茶壺道中

2013-10-30 UP

皆様ごきげんよろしゅうございます。

本日は茶壺道中についてお話いたします。

 

《季節の行事:茶壺道中》

茶壺道中とは、宇治の抹茶が茶壺に詰められて運ばれるその行程のことです。

徳川幕府が寛永9年(1632)に正式に制定。

毎年選ばれた採茶師2名がそれを監督します。

採茶師は4月から5月初めに、幕府の御物茶壺を携えて江戸を出発し、20日程で宇治に到着します。

宇治茶師頭取上林家の庭にある茶壺蔵に厳重に保管され、不寝番(ねずばん)も付けられました。

その後2日間にわたって茶詰が行われます。

御物茶壺は1壺あたり黄金1枚が与えられたので、黄金詰、または大判詰とも呼ばれました。

到着してから20日程のち、採茶師たちは往路の数倍の茶壺を携えて宇治を出発。

採茶師の一行の人数は約500人にものぼり、厳重な警備のもと、江戸へ運ばれました。

茶壺が通行する道は、街道沿いの村人たちによって掃除が命じられ、田畑の耕作も禁じられました。

「ずいずいずっころばし」のわらべ歌は、繁忙期の農民たちが茶壺道中を風刺した歌ともいわれています。

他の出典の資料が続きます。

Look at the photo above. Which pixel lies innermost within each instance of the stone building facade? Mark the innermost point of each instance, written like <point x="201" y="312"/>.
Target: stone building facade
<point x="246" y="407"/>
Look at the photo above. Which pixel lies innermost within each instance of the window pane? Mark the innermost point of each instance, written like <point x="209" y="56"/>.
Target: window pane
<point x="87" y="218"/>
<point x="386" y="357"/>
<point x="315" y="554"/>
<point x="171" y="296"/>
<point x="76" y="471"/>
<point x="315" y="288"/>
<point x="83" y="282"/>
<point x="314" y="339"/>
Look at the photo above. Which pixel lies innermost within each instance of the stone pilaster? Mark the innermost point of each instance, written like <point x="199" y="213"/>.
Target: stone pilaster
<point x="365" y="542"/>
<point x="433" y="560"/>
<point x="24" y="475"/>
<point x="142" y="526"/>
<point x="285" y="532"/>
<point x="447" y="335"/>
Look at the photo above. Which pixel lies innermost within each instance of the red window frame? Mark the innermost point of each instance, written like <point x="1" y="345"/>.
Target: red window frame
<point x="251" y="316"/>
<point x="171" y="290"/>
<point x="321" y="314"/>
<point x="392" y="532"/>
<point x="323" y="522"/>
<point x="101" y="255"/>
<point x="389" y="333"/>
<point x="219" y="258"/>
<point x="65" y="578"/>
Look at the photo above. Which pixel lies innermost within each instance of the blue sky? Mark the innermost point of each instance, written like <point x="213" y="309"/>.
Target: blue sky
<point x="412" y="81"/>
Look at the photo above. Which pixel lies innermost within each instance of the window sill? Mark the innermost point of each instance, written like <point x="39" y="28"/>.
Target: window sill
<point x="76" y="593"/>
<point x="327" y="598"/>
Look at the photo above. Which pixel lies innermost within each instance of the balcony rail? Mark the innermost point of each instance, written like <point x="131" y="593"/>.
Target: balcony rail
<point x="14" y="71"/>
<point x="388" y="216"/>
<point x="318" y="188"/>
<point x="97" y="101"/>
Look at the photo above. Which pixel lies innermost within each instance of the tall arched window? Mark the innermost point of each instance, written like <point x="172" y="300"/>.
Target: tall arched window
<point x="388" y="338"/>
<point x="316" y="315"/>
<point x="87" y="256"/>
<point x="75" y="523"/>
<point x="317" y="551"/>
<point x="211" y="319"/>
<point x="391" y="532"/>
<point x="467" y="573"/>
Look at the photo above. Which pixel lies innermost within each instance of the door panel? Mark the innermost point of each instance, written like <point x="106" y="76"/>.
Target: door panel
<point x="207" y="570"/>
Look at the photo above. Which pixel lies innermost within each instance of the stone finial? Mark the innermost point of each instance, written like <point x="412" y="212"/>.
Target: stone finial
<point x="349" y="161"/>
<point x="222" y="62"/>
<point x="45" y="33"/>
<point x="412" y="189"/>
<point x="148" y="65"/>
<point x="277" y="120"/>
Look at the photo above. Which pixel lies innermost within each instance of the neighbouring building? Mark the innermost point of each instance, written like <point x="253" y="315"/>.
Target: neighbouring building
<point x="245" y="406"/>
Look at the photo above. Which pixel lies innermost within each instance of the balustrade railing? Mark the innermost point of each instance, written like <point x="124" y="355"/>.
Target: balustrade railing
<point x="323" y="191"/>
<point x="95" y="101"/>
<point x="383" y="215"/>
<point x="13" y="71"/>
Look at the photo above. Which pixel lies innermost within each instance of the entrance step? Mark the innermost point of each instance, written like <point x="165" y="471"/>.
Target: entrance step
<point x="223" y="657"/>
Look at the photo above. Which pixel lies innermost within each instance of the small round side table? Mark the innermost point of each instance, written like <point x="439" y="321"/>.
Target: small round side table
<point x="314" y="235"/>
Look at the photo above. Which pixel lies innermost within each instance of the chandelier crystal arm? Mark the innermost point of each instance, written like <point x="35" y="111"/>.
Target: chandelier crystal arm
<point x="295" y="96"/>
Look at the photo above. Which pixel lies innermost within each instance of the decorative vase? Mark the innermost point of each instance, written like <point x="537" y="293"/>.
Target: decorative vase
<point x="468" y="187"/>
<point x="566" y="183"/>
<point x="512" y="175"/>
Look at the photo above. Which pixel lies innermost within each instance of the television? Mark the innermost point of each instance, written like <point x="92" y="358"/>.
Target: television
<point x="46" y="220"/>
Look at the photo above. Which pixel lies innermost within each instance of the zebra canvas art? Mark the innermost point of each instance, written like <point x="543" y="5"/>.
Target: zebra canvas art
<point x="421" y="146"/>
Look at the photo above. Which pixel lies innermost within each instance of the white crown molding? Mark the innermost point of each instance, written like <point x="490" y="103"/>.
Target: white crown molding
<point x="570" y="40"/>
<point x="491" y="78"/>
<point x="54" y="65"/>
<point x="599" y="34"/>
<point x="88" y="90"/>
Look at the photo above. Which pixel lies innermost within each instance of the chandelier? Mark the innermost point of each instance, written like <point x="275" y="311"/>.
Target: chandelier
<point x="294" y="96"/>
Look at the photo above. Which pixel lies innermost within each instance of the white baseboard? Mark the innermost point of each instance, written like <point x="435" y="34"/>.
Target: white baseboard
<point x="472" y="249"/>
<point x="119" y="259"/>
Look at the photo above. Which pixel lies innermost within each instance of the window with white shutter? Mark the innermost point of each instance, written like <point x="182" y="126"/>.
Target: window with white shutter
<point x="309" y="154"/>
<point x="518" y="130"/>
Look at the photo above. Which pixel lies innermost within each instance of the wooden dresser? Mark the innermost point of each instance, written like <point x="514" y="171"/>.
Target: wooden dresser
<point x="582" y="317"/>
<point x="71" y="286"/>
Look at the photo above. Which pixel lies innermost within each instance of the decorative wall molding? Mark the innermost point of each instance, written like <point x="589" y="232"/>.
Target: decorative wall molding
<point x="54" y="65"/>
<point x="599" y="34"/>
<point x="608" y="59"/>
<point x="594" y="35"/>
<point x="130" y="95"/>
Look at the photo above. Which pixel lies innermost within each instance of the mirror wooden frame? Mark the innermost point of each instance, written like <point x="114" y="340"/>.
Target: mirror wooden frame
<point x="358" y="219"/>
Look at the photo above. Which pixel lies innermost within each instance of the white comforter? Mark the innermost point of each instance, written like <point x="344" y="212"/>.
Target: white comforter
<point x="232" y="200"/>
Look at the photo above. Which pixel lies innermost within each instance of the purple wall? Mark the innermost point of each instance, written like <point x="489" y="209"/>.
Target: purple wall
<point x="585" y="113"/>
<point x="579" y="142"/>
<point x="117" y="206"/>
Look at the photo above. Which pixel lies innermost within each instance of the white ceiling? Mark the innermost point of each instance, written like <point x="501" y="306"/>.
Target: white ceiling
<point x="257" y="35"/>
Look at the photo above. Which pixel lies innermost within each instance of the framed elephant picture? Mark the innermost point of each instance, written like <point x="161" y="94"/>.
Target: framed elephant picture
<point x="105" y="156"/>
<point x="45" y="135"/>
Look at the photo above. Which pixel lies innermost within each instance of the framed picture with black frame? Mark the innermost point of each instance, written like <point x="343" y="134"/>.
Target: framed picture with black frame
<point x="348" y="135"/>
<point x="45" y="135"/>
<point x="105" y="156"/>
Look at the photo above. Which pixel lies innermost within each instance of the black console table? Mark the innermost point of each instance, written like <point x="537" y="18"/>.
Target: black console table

後に倹約令が出され、茶壺の数も一行の人数も大幅に減らされることとなりますが、10万石の格式のあるものとして、江戸後期まで続いた。

 

炉開き

2013-10-25 UP

皆様ご機嫌よろしゅうございます。

本日はいよいよ近づいてきた炉開きについてお送り致します。

 

《季節の行事:炉開き》

炉開きとは、慣習として旧暦の10月に行われ、半年の炉の使用の無事を祈念して亭主が炭点法を行う儀式です。

遠州流では、床の間には瓶子に御酒を供え、三宝に土器(かわらけ)を置き、塩と洗米、鰹節を載せて用意します。

炉には下火だけ入れ、点法の際に、下火の周りに塩を撒いて清め、山の幸の代表として米、海の幸として鰹節を順次撒いて、かしわ手を打ち、皆で炉開きを祝うのです。

この炉開きの際に、初めてその年の新茶が入った茶壺の封紙が切られ、喫せられることになります。

昔の茶人は「一生に一度口切茶事に招かれれば本望である」とさえ言い、何よりも炉開き・口切をめでたいものとしていました。

10月の名残りの侘びた雰囲気から一転し、華やかなしつらえとなります。

掛物は格調の高い墨蹟、花入れは古銅や青磁などが好まれます。

しかし特にそれは決められたものではなく、道具の取り合わせによって自由に変更しても良いとされています。

ちなみに、炉開きを行う日は、旧暦の10月の亥の日であったり、庭に植えた定めた樹の葉の色が具合によってであったりなど、定まっていません。

しかし、いずれにせよ「無事」と、「祝い」を皆で祈る儀式には変わりはなく、茶道ではたいへん重要な日とされています。